Recent media coverage of the Tiger Woods scandal illustrates the speed with which a text message can go from a seemingly “private” communication, for the intended recipient’s eyes only, to Wednesday’s Access Hollywood, David Letterman’s Top 10 Tiger Woods Texts List on Thursday , and just about every celebrity gossip website and magazine out there. While Woods’ extramarital affairs would no doubt be at the center of a media frenzy regardless, the text messages provided by Woods’ lovers provides concrete evidence supporting what might otherwise just be speculation. With the text messages circulating the web, delving into the depths of what Woods mistakenly believed to be private communications can be as easy as typing “Tiger Woods text messages” into Google. Various verbatim exchanges between Woods and his alleged paramours are open to the public to read and analyze at their leisure. Unfortunately for Woods, text message exchanges with the subjects of his extramarital affairs are also accessible to his wife, and to the attorney she hires in the event of a divorce.
While it might not make the late night talk shows or celebrity gossip sites, texting frequently leads to big trouble for people who are not Tiger Woods. A text message with a paramour can reveal an extramarital affair to the unsuspecting spouse who accidently comes across it, or confirm the suspicions of a suspecting spouse who looks through their cheating spouse’s phone. After a divorce is filed, text messages provide powerful and often embarrassing evidence of infidelity by the cheating spouse during the marriage.

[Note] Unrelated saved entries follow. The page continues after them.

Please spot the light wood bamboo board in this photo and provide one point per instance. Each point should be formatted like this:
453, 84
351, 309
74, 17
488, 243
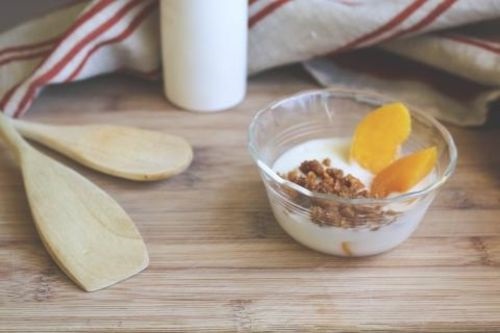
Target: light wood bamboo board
219, 261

In today’s world it is easy to be seduced by the ease and immediacy of text messaging. Texting can be particularly appealing to those involved in extramarital affairs due to the illusion of privacy this method of communication offers. People text things that they may not feel comfortable saying in person or over the phone (for example, “sexting”). But they often don’t realize the extent to which text messages are accessible by people other than the intended recipient. Texting, like e-mail, credit cards, and phone bills, leaves a trail. Telephone companies keep records that can be subpoenaed and used as evidence of infidelity in a divorce proceeding. Also, there is nothing to prevent a scorned or opportunistic lover from saving the messages, sending them to the cheating spouse’s husband or wife, or in Wood’s case, leaking them to popular media outlets for publication.
For the cheating spouse, the moral of Wood’s texting indiscretions is that texting can spell big trouble for you, in your marriage and in your divorce. For the spouse who is cheated on and his or her attorney, use the cheater’s texting troubles to your advantage as great evidence for your adultery claim.